Speaking with All Things Considered host Mary Louise Kelly in Tehran, Zarif said last week's assassination of Maj. Gen. Qassem Soleimani was "a cowardly armed attack" that "amounts to war."

"[We] will respond according to our own timing and choice," he said.

Pressed on specifics of an Iranian response to the drone strike that killed Soleimani in neighboring Iraq, Zarif said, "We will decide."

"[In] exercising our right to self-defense, we are bound by international law, unlike the United States, which is not bound by international law," he told NPR.

Soleimani, who led the Quds Force, an elite unit of Iran's Islamic Revolutionary Guard Corps, which the Trump administration has labeled a terrorist organization, was seen as a national hero. His funeral this week has drawn hundreds of thousands and perhaps millions of mourners across the country.

Referring to the deployment of U.S. forces in Iraq, Zarif said the reaction to Soleimani's death would "make it almost impossible for the U.S. to continue to stay in this region."

In what he said was another consequence of the assassination of Soleimani, Zarif said there would be no further discussions of prisoner exchanges with the United States.

A number of American citizens are detained in Iran, and Zarif said, "We had proposed a universal exchange of all prisoners.

"I don't think at this time we can discuss those issues. We have to deal with the present issue at hand, unfortunately."

The Iranian foreign minister also said that the U.S. had failed to issue him a visa to attend the U.N. Security Council in New York on Thursday, where he was scheduled to deliver an address. Zarif said he had requested the visa 25 days ago, but said the State Department informed the U.N. that it "didn't have enough time to issue a visa."

Regarding the deal between Iran and six other nations, including the U.S., to limit its nuclear program, Zarif said "all limits" on centrifuges used to enrich uranium "are now suspended," insisting that Tehran was still complying with other aspects of the agreement, known as the Joint Comprehensive Plan of Action, or JCPOA.

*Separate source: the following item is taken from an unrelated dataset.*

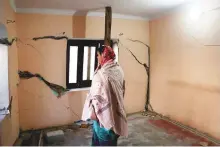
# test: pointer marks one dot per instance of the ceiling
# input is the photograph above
(141, 8)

Zarif told NPR that the decision to lift the limits on the number of centrifuges was primarily due to Europe's noncompliance with the terms of the deal.

"But we made it very clear that we are ready to go back to full compliance the minute they start complying with their own," he said.

President Trump, who has been a harsh critic of the deal despite international agreement that Iran was complying with its terms, announced in 2018 that the U.S. would unilaterally withdraw from the pact, accusing Iran of violating the deal by actively pursuing nuclear weapons.

"If we wanted to build a nuclear bomb, we would ... have done it a long time ago," Zarif told NPR. "Iran does not want a nuclear bomb, does not believe that nuclear bombs create security for anybody. And we believe it's time for everybody to disarm rather than to arm."